この日、円安はさらにすすんで20年ぶりに1ドル130円を記録する。今やロシアルーブルよりも弱いといわれる通貨となった円だけれど、高騰する海上輸送の運賃が価格に上乗せされるのはこれからのことである。今年の後半にはその影響が広汎に及ぶだろう。
急激すぎる円安は不確実性を増すと日銀総裁は言ったようだが、インフレの昂進する世界で、低金利政策が継続できなければ中央銀行が債務超過に陥るという状況の不確実性こそが問題なので、結局は自らの政策が蒔いた種なのである。どこかのタイミングで逃げ出す算段を始めているのではなかろうか。
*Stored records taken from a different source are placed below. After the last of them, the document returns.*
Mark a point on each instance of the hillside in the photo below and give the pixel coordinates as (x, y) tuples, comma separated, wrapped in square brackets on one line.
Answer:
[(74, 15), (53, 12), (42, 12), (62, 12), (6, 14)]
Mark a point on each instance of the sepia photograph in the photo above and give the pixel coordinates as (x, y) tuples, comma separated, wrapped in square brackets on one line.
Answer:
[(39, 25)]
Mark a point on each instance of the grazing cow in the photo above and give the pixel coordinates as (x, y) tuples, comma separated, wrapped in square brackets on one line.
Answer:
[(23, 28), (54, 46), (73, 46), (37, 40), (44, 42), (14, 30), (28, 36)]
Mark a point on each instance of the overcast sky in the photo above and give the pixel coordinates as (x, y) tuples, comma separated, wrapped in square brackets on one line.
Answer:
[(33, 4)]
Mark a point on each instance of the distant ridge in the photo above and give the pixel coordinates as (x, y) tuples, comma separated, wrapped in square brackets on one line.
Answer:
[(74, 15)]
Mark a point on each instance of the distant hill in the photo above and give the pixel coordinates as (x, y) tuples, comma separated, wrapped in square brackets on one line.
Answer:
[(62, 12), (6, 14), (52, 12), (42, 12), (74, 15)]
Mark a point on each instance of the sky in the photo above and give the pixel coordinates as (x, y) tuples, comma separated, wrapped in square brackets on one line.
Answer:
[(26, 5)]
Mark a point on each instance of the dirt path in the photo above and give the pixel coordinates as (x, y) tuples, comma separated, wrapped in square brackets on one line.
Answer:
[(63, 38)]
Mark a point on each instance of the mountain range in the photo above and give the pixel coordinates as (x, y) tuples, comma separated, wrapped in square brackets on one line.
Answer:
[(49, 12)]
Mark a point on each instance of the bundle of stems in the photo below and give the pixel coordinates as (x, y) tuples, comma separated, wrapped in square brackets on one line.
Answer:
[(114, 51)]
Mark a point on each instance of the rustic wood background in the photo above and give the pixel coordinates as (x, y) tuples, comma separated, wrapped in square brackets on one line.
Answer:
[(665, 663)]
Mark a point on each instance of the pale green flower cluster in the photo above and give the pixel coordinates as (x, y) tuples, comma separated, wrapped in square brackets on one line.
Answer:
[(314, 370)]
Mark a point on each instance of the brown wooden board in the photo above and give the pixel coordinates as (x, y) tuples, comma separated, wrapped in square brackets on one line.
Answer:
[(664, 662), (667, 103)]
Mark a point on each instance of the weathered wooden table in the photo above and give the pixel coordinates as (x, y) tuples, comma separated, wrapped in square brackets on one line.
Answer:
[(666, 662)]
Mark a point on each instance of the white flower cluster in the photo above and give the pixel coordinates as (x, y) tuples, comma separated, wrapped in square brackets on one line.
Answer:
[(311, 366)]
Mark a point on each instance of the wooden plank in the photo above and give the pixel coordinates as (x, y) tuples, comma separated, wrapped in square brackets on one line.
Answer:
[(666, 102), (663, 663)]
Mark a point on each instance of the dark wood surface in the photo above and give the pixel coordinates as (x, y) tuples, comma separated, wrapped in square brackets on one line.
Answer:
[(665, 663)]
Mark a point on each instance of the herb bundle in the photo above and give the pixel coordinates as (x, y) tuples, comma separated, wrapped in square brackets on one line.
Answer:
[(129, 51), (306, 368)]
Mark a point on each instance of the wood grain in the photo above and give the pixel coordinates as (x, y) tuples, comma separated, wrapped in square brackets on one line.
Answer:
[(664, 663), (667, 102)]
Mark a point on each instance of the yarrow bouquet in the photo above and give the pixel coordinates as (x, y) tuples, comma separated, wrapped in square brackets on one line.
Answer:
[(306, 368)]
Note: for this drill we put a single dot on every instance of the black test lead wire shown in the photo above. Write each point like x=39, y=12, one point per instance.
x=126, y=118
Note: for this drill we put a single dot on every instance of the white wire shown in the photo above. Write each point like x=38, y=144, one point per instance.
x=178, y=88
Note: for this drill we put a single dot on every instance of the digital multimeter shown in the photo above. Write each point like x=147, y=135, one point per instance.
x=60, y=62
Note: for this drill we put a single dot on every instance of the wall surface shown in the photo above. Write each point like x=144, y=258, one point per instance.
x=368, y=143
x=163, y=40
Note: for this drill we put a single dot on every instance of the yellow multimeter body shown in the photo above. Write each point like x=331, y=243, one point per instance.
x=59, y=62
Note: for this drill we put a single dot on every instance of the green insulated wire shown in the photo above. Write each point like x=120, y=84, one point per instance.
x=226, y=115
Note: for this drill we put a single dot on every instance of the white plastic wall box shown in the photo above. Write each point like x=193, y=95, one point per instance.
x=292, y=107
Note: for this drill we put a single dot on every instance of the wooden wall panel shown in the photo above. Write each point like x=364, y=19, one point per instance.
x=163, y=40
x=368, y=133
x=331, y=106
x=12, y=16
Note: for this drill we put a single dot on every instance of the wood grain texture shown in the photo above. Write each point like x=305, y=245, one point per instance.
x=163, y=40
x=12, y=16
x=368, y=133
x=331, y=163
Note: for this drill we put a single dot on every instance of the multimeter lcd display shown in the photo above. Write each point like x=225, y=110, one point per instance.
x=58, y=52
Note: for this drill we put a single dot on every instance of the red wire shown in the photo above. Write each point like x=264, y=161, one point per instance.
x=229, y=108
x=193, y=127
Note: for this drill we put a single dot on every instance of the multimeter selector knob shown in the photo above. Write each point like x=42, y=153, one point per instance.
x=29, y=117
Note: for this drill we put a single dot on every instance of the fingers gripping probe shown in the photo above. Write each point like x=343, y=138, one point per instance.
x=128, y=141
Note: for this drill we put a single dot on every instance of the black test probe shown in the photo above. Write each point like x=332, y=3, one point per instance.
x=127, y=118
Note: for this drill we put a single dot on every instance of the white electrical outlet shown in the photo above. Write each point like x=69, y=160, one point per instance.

電子部品の高騰もあってパソコン周りの製品価格が上昇しているところに、この先の新製品のタイミングでは確実に円安ベースでの改定が行われるので、駆け込みの発注が積み上がっているだろうけれど、上海のロックダウンでアップルの製品も届くのは2ヶ月先というのが標準の納期なのである。それもどうなるかわからない状況でも発注し、仮に円が戻れば、安くなったといって買うのが人情というものだが、そうこうしているうち、国民全体の購買力は確実に低下していくだろう。
この日、国連のアントニオ=グテレス事務総長がロシアの次に訪問しているキーウにミサイルの攻撃が行われる。極めてロシア的なメッセージだという気がする。